Negotiations to achieve the release of American civilians unjustly detained in different parts of the world are often complex and details about the process are rarely made public.
Mickey Bergman is director of Global Reach (formerly the Richardson Center), a nonprofit organization dedicated to returning home Americans detained by terrorist groups, criminal organizations or foreign governments.
For 17 years, he has managed private diplomacy efforts in North Korea, Myanmar, Cuba, Russia and Venezuela among other countries.
Bergman, nominated for the Nobel Peace Prize in 2019 and 2023, remembers in conversation with VOA that in Venezuela there were “more than a dozen” Americans detained, including the six former Citgo executives, and that their release involved a negotiation process. “We basically cleaned house, all the Americans came back,” he stressed.
“We cannot build deterrence on the backs of innocent Americans who are detained, because then we will make them hostages to our own policies,” he said, when asked if there is any correlation between the release of hostages and the fact that captors are encouraged to opt out. for this tactic in the future.
In 2022, the United States government, in exchange for seven Americansincluding five former executives of the Petróleos de Venezuela (PDVSA) subsidiary, Citgo, who were detained in Venezuela since 2017, released the two nephews of President Nicolás Maduro’s wife who were accused and detained for drug trafficking crimes.
At the end of last year, through a negotiation process, the Joe Biden Administration freed Alex Saab, a close ally of Maduro who was being prosecuted in that country for money laundering, in exchange for a group of Americans imprisoned in Venezuela. The process was part of direct negotiations between Venezuela and the US, with Qatar as facilitator.
“There was a bilateral agreement between the two countries, a procedure on how to prevent cases like that from happening again. That is a positive deterrence policy. Now, that’s not going to stop him. Crises will happen, but that mitigates the risk,” Bergman said.
A different diplomacy
Bergman coined the term “peripheral diplomacy,” which does not involve state actors, to describe an innovative discipline that explores space beyond borders, as well as the capacity and authority of states and governments in international affairs.
“When the United States government engages with a government like Russia or Venezuela or indirectly with Iran, as soon as the Americans and the Russians enter a room to discuss, even if they plan to discuss a prisoner issue, immediately the Ukraine issue comes into play.” in Game. Nuclear stability is a world order and they cannot separate the issue from its prisoners, so they cannot find what the solution would be like,” she explains.
“When we come in, we only have one mandate to do that. “They can talk to us about policy, but we have no authority on policy, from what we can hear, it won’t affect anything, but we can focus completely on the humanitarian and prisoner issue, which allows us to define what the path is to solve it.” , keep going.
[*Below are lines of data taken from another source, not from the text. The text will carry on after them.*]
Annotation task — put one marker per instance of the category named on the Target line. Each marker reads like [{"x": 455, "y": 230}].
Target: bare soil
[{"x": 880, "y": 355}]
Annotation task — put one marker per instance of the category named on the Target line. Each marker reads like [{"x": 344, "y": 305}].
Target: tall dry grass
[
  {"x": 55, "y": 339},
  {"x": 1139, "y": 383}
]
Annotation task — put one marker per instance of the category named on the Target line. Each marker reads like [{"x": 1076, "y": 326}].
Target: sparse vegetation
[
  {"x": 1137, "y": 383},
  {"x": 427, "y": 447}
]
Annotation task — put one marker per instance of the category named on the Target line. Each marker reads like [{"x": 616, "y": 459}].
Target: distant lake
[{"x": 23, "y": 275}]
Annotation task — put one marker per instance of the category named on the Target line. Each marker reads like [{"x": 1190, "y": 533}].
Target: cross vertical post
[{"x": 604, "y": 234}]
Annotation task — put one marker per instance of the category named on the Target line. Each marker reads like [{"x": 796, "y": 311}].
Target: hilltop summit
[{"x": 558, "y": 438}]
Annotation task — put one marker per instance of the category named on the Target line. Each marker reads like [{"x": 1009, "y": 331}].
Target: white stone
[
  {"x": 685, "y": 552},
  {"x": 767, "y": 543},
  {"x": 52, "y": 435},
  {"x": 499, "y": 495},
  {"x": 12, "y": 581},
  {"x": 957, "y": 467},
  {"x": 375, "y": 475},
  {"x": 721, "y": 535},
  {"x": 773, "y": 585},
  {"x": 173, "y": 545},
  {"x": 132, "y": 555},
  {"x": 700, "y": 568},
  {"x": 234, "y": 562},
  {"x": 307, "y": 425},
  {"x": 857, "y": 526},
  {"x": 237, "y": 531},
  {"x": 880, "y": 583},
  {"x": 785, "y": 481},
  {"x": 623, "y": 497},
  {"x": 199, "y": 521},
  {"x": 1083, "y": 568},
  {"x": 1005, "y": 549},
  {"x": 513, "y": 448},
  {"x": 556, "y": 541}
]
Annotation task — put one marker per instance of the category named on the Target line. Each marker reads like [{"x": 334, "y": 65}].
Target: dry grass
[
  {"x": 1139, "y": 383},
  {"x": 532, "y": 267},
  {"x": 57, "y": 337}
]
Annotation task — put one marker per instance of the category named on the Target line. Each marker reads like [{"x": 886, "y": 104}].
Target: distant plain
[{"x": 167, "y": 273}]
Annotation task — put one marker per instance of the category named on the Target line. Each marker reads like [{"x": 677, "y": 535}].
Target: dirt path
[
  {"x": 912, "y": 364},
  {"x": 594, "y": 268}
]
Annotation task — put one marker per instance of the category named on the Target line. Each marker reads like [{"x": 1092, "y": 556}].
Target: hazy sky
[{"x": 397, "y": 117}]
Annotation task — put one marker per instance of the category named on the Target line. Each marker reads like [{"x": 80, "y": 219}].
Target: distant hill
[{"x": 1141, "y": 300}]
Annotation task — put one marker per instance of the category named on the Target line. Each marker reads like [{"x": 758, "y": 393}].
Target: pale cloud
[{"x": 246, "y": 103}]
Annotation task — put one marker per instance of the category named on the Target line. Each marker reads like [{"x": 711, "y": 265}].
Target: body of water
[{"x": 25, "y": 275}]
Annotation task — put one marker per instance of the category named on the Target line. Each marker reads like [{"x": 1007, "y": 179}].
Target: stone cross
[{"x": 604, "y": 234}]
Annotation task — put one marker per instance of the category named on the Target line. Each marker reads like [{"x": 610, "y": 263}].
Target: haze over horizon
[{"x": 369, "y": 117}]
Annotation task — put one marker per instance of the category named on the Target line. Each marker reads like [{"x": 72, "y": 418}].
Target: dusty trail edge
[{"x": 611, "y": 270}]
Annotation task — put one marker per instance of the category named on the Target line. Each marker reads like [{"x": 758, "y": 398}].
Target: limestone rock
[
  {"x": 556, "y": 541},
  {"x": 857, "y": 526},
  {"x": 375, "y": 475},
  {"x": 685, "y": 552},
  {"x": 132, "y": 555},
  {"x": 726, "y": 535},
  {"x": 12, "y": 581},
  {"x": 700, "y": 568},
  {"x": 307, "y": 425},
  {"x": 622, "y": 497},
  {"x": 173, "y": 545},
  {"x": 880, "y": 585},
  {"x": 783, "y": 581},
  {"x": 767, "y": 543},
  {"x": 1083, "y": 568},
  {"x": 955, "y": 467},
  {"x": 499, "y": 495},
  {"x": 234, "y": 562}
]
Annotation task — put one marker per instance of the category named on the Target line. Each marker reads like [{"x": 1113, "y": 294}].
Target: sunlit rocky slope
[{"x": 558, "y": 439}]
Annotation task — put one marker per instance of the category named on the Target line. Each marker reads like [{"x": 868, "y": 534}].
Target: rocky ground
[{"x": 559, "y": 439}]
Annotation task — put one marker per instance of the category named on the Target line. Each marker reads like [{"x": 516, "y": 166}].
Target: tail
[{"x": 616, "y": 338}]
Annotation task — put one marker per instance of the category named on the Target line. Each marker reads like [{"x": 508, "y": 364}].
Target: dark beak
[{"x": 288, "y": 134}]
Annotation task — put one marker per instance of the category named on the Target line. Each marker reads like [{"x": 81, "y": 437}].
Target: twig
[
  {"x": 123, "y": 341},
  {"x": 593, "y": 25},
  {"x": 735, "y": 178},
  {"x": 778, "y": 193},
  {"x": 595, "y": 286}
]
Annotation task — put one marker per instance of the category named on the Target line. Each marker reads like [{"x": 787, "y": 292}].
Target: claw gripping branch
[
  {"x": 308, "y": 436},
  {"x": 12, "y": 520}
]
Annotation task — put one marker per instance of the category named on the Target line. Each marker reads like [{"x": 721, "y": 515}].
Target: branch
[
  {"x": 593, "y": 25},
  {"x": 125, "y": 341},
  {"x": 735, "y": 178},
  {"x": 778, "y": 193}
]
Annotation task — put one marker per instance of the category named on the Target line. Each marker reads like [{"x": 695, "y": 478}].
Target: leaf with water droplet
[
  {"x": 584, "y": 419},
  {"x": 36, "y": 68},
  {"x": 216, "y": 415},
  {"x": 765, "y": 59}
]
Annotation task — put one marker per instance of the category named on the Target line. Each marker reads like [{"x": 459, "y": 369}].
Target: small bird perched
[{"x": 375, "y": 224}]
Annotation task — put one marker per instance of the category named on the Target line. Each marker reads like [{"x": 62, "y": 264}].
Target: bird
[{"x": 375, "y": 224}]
Regarding the approach to achieving liberations in countries such as Venezuela, Myanmar, Russia or North Korea, Bergman admits that “these agreements are never pretty,” because they basically exchange an innocent person for a guilty person.
“It doesn’t seem fair, but sometimes it’s the only way to bring an American back home,” he maintains.
He highlights that when the captors ask for something in return, whether the detainee is guilty or innocent, they simply turn them into political prisoners.
On how deals are costed, Bergman says not only does it need to be discovered when there is an overlap between the parties, but it also needs to happen at the same time.
“That can be a really frustrating game,” confesses the Georgetown University professor.
Global Reach currently deals with cases in countries like Russia and Iraq and only takes them on if a family requests it. Bergman maintains that there is currently a possibility of returning home some 30 Israeli hostages.
“I think the terms are already set, so every day that passes without it being implemented is a day in which they suffer, and some of them will not survive,” he notes.
The hardness of work
For Bergman, one of the most devastating and mentally difficult cases was that of Otto Warmbier, an American university student who visited North Korea as a tourist and who was arrested and sentenced to 15 years of hard labor after being accused of stealing a propaganda poster in a hotel in Pyonyang.
After a year and a half in prison, where according to North Korean authorities he suffered a medical crisis that left him in a coma, he was released and transferred to the United States, but he died seven days later. Neither he nor his counterpart in North Korea knew this.
“I went to Ohio to meet them (Warmbier’s parents) when he came back and he was still alive. She was in the room with them and all I could do was cry and say ‘I’m sorry, I’m sorry, I’m sorry.’ She gave me a hug, and said, ‘Look, it’s because of your efforts that I was able to hug my son while he was still warm.’
The negotiator highlights, when asked whether peripheral diplomats are considered a solution or a problem, that when they take a case neither the captors nor the US government want them to get involved. On the one hand, because they want something from the US and on the other because you are going to “spoil” their strategy.
“But I don’t represent any of them. I represent the family. We had a few incidents where we came up with the deal, we had everything ready. And they only took it three days before without telling us. But at the end of the day, they brought people home. So, if our egos were hurt by that, we can live with it,” she expounds.